OAKTOWN — After an uptick in thefts and break-ins, residents residents are looking into starting a Neighborhood Watch program.

Roughly 20 people attended Wednesday’s town council meeting to voice their concerns, including retired police officers Nancy and Dwight Holbrook.

“We're locking our doors now and we've never before felt the need to do that,” Nancy Holbrook said.

The recent rash of petty crime began about eight weeks ago, residents say. It died down a bit only to ramp up again recently.

“What we're seeing is very unusual for a small town,” Holbrook said. “We just don't have much of that.”

Holbrook encouraged residents to begin looking out for one another and asked that the Sheriff’s Department help in whatever way it could.

“Our biggest concern is that someone's going to get hurt,” Holbrook said. “It can either be a homeowner or the ones breaking in.

“Whoever it is, I don't think they understand the gravity of what is going on,” she said. “People are scared.”

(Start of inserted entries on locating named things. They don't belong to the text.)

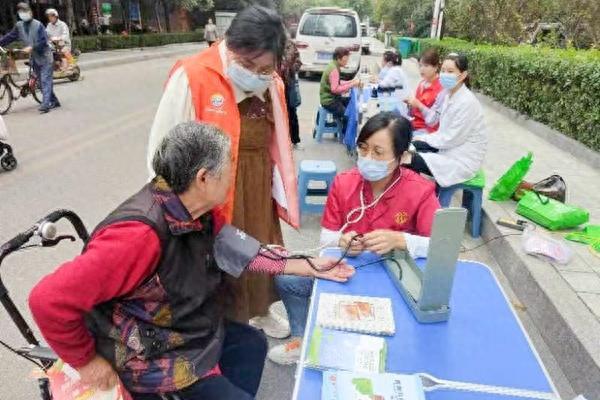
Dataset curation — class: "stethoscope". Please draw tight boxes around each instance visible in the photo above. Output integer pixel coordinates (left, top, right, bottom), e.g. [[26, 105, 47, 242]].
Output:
[[290, 166, 402, 255]]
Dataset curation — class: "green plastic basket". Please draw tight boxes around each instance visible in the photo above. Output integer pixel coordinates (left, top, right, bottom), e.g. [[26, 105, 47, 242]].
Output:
[[517, 192, 590, 231], [489, 152, 533, 201]]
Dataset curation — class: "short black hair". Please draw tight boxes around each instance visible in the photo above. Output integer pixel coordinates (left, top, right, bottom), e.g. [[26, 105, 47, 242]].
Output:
[[383, 50, 402, 65], [333, 47, 350, 60], [225, 5, 287, 64], [357, 111, 413, 160], [17, 1, 31, 11], [444, 53, 469, 72]]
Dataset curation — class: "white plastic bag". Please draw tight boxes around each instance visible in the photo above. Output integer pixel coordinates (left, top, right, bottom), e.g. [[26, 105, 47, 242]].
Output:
[[0, 115, 8, 140], [521, 224, 573, 264]]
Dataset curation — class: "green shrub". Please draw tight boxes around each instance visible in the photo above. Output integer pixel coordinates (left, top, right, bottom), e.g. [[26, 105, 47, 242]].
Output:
[[421, 39, 600, 151], [73, 30, 204, 53]]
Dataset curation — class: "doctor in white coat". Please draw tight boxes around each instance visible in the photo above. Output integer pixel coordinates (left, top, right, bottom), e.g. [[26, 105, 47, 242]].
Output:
[[405, 53, 488, 187]]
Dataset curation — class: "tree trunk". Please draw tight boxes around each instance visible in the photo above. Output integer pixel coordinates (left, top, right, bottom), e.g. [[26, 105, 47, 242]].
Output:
[[154, 2, 162, 33], [161, 0, 171, 32]]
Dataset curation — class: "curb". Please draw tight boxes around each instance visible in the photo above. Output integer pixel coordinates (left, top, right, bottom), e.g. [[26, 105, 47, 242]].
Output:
[[481, 206, 600, 399], [19, 42, 206, 76], [475, 92, 600, 169]]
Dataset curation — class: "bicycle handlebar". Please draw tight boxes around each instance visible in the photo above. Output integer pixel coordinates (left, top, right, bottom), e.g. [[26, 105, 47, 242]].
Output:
[[0, 210, 89, 262]]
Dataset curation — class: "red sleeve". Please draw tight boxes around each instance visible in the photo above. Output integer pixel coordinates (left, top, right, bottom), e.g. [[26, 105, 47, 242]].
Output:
[[329, 68, 352, 94], [415, 185, 440, 237], [29, 221, 161, 368], [321, 176, 345, 231]]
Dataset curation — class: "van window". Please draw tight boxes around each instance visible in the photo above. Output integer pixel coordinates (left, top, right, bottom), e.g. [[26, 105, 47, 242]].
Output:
[[300, 14, 358, 38]]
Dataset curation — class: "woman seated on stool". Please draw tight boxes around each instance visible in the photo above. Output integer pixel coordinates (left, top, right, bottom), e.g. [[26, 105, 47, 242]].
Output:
[[372, 50, 407, 89], [319, 47, 360, 132], [403, 53, 487, 187], [269, 112, 440, 364], [405, 48, 448, 138]]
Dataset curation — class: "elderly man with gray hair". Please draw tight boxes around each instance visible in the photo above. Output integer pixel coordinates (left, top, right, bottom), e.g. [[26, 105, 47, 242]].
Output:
[[29, 122, 354, 400]]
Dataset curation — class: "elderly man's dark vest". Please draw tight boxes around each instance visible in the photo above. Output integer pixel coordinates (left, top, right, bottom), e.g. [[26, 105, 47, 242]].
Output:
[[84, 184, 224, 393]]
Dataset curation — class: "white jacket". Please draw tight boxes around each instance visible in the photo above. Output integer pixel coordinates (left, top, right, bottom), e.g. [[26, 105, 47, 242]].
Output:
[[46, 19, 71, 49], [419, 85, 488, 187]]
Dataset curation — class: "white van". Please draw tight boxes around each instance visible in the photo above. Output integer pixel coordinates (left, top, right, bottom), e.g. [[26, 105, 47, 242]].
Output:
[[296, 7, 362, 75]]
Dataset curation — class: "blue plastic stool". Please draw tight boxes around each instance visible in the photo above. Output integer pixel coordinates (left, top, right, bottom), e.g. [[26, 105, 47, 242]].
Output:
[[438, 183, 483, 238], [298, 160, 337, 213], [314, 106, 342, 143]]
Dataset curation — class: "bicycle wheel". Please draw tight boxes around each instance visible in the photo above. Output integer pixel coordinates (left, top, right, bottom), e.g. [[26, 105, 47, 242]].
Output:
[[0, 79, 13, 115]]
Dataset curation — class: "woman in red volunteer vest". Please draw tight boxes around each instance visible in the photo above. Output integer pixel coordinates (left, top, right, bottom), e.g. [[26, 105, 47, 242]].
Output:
[[406, 49, 445, 136], [148, 6, 299, 336], [268, 112, 440, 364]]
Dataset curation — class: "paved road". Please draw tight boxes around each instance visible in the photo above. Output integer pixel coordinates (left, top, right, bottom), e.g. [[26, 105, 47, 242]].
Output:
[[0, 47, 576, 400]]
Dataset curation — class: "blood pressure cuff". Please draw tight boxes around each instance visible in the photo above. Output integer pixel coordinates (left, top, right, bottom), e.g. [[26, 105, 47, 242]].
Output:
[[213, 225, 260, 278]]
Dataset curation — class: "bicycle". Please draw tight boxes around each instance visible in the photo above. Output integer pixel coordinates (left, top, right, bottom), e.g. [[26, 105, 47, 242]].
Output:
[[0, 210, 89, 400], [0, 47, 42, 115]]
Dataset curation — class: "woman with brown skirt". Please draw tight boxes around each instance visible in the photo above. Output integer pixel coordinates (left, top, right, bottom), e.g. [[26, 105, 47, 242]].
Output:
[[148, 6, 300, 336]]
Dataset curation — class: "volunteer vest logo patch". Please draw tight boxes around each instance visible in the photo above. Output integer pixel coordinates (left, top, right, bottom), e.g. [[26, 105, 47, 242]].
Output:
[[210, 93, 225, 109], [394, 211, 408, 225]]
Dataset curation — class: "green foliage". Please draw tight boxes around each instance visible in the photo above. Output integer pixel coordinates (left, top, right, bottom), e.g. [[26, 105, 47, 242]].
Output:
[[445, 0, 600, 48], [375, 0, 434, 37], [421, 39, 600, 151], [73, 30, 204, 53]]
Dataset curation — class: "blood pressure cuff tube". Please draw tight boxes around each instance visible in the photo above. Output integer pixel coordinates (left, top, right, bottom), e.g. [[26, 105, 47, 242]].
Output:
[[213, 225, 260, 278]]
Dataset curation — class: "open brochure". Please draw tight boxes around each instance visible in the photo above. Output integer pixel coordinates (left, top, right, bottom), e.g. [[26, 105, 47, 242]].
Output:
[[317, 293, 396, 336], [46, 361, 131, 400], [306, 327, 387, 372], [321, 371, 425, 400]]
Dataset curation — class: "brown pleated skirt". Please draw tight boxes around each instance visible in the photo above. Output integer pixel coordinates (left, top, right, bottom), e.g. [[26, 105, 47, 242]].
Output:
[[227, 97, 283, 323]]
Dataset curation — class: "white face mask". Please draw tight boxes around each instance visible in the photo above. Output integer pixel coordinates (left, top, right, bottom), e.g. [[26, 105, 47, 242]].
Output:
[[227, 61, 273, 94], [17, 11, 33, 22]]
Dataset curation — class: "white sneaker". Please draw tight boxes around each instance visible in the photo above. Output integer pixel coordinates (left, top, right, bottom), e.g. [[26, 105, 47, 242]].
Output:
[[267, 338, 302, 365]]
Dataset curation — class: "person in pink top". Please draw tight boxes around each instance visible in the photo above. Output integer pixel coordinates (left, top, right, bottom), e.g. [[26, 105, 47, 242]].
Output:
[[319, 47, 360, 132]]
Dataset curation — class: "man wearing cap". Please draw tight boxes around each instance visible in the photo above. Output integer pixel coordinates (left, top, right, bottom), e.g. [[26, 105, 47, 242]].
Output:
[[46, 8, 73, 71], [0, 2, 60, 113]]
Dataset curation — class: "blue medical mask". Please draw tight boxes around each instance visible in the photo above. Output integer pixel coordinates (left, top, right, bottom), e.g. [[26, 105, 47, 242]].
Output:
[[17, 11, 33, 22], [356, 156, 396, 182], [227, 61, 273, 94], [440, 72, 458, 90]]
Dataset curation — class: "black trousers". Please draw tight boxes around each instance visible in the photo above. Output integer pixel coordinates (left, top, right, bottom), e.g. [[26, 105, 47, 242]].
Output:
[[287, 104, 300, 144]]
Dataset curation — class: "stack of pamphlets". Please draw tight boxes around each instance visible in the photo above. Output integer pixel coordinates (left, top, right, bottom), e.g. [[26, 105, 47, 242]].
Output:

Residents took turns telling their stories of recent theft and vandalism to council members. In response, council president Stan Hobbs arranged for anyone interested in forming a Neighborhood Watch group to meet with Sheriff Mike Morris.

“Nothing is official until the meeting with the sheriff to iron out all the details,” said council member Randy Rinsch.

In the meantime, those who see anything suspicious should reach out to central dispatch at 812-882-1502.

Morris said these crimes are occurring roughly two to three times a week in Oaktown, sometimes that many in a single evening.

“It's never going to go away entirely, but it has picked up, it seems, here in the last couple weeks,” Morris said.

Morris suspects that juveniles are likely behind the recent crimes.

The department has added extra patrols and assigned additional deputies to Oaktown in response.

“We have been trying to stay ahead of this but it's very difficult to do,” Morris said. “It's discouraging to the (residents) of the county because these situations are happening all over, and they require manpower and time.”

He said to get a Neighborhood Watch group up and running would be helpful in reducing crime.

“A Neighborhood Watch is an extension of law enforcement — they are the eyes and ears,” Morris said.